Hi, nice to here. I'm a co-author. Let me clarify some of your points.
1) Indeed, we consider visualization of graph dependencies in OntoMathPro as an important application for learning. Given sufficient coverage of relationships between concepts, it can provide a helpful context for any non-trivial term.
2) No, the ontology was constructed collaboratively and manually from scratch, and Wikipedia was just one of the used resources. BTW, overlapping between the math part of Wikipedia (or DBpedia as we think in terms of Linked Data) and OntoMathPro is saved in the mapping file (https://github.com/CLLKazan/OntoMathPro/blob/master/external...), which was extracted automatically afterwards.
3) Concerning "ElementS of Probability Theory", could you please provide class URI you are talking about? Because I can see only this relevant one: E2406 http://ontomathpro.org/ontology/E2406___599545262.html which has the proper name (without 's').

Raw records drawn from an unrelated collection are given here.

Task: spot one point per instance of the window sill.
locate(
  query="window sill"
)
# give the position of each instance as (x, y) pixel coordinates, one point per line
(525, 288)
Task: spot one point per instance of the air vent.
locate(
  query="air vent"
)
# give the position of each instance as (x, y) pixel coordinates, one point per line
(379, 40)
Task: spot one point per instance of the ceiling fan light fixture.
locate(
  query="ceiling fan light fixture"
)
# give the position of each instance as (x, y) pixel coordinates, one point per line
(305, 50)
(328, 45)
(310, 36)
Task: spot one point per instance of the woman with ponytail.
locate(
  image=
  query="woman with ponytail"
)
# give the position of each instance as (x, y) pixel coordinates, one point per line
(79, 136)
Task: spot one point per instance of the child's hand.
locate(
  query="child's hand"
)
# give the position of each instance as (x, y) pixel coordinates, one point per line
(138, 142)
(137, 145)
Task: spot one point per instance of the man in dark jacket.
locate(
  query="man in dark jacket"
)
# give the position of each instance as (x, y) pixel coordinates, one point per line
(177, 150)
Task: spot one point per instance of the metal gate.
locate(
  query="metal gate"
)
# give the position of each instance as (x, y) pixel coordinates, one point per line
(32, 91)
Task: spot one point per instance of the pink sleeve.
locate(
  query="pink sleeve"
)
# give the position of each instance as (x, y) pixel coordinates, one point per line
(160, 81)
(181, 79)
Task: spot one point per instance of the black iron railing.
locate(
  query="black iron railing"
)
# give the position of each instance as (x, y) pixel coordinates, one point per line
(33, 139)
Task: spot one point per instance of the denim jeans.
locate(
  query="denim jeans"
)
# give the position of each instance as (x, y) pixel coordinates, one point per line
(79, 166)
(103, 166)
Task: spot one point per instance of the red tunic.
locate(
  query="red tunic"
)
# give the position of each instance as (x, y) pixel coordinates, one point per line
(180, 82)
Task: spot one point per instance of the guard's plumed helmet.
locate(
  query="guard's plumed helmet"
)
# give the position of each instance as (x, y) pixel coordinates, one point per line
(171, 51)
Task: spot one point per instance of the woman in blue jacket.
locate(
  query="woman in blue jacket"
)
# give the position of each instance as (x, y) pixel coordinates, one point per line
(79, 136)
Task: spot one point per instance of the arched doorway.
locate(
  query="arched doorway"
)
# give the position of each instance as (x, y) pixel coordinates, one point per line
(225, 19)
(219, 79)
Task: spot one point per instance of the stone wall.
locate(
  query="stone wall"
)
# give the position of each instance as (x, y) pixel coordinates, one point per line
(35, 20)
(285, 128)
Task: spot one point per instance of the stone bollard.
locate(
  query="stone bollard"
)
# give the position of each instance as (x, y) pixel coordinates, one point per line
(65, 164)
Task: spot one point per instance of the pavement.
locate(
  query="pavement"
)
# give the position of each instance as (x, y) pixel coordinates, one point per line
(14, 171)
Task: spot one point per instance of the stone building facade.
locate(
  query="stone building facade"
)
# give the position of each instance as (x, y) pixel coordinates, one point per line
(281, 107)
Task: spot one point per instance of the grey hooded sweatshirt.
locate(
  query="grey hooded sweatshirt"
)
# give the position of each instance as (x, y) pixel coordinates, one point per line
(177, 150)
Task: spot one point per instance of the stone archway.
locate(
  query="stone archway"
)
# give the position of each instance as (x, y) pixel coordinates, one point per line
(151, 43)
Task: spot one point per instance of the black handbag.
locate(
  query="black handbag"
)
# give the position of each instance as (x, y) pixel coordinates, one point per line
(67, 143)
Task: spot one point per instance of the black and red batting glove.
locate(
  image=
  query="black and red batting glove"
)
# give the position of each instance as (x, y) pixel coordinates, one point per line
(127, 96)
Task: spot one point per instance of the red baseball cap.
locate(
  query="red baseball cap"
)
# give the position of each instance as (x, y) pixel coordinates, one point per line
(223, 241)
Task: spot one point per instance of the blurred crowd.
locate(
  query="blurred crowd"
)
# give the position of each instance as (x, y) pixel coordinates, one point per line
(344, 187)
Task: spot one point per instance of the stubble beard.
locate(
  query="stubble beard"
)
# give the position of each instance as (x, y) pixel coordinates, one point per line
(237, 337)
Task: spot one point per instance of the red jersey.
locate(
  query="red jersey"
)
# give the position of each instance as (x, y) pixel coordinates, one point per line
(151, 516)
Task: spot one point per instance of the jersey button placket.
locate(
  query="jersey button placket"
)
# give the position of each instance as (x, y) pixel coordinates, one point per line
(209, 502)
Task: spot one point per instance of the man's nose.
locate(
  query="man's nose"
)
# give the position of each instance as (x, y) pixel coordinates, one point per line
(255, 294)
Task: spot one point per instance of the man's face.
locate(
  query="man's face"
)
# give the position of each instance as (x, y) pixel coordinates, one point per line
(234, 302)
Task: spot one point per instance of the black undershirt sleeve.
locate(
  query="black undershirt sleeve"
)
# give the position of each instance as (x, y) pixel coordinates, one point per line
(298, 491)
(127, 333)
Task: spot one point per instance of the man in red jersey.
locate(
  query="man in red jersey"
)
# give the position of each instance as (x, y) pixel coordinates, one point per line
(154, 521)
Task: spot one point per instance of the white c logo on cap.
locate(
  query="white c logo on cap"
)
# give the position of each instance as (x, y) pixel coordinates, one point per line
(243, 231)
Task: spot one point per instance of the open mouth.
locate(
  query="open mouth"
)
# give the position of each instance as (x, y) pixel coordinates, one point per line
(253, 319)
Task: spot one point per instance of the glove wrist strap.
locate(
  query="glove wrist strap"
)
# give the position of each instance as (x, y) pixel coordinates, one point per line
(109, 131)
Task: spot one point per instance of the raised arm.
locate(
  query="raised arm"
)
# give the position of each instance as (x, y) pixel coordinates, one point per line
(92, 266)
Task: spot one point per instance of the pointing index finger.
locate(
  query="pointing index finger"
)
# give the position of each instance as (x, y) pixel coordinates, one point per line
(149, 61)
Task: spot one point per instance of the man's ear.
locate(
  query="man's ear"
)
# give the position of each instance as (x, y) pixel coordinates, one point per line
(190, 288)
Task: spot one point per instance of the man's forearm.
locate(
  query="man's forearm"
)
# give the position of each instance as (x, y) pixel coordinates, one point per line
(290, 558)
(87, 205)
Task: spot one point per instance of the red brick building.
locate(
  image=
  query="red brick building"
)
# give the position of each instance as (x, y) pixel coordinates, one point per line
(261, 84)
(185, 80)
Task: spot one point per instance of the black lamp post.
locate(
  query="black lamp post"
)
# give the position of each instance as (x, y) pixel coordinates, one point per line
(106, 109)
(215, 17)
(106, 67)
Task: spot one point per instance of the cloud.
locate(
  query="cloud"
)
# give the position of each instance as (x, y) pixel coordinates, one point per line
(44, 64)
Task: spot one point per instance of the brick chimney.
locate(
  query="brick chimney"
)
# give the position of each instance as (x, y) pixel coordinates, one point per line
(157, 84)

4) We do allow and have multiple inheritance. Please see E1892 Differential Equation, which is a sub-class of both E1891 Equation and E2688 Element of Differential Equations. I believe there are more subtle examples in the ontology (can't remember exactly for now).
5) About ontology engineering principles, if you are interested in, please peruse our research papers (especially, [2]), in which we elaborate our modeling principles.
6) I can't agree about 'weakness' of the chosen language. OWL 2 is quite expressive to provide non-trivial logical rules and properties. For examples, some of them are already in place: P5 'see also' property is transitive and symmetric. Surely, we can't describe the precise semantics of mathematics (we would have to have a more expressive language than mathematics itself according to Popper's methodology). But we don't need it to build fascinating applications atop of the existing ontology, as our work hopefully shows.
3) My bad, I don't know why I read it with an S... strange.
6) No, OWL is very powerful, my point is about the choice of vocabulary... For instance, a markov chain is not an "element of probability theory" in the same way as it is a "probabilistic model" or a "stochastic process".
I would say this is by no means a flaw of Linked Data (the Semantic Web approach). There is an essential duality in many domains, including mathematics. For example, we can adhere different approaches to describe the math theory as a whole from the following points of view:
1) Classical (N. Burbaki's approach): Kantor's set theory and logic
2) Constructive: where we are standing on constructive (intuitionistic) logic
3) Univalent foundations of mathematics (a novel approach).
Even if we stick to the 1st approach only (as we did for the ontology), there are also many dualities (alternative definitions), if we apply, say, terminology from geometry or, alternatively, from set theory while describing the same math objects.
Anyway, I think the methodology, we are working on during this project, should clarify many such hidden aspects. And we expect that it will be valuable for the modern math theory itself. So, let's collaborate:)
To be precise, AM is related to so-called 'computer mathematics'. In this project, we do not aim at modelling mathematics for theorem provers or similar things. Our applications (e.g. keyword-based formula search, education, information extraction) are introduced in the papers.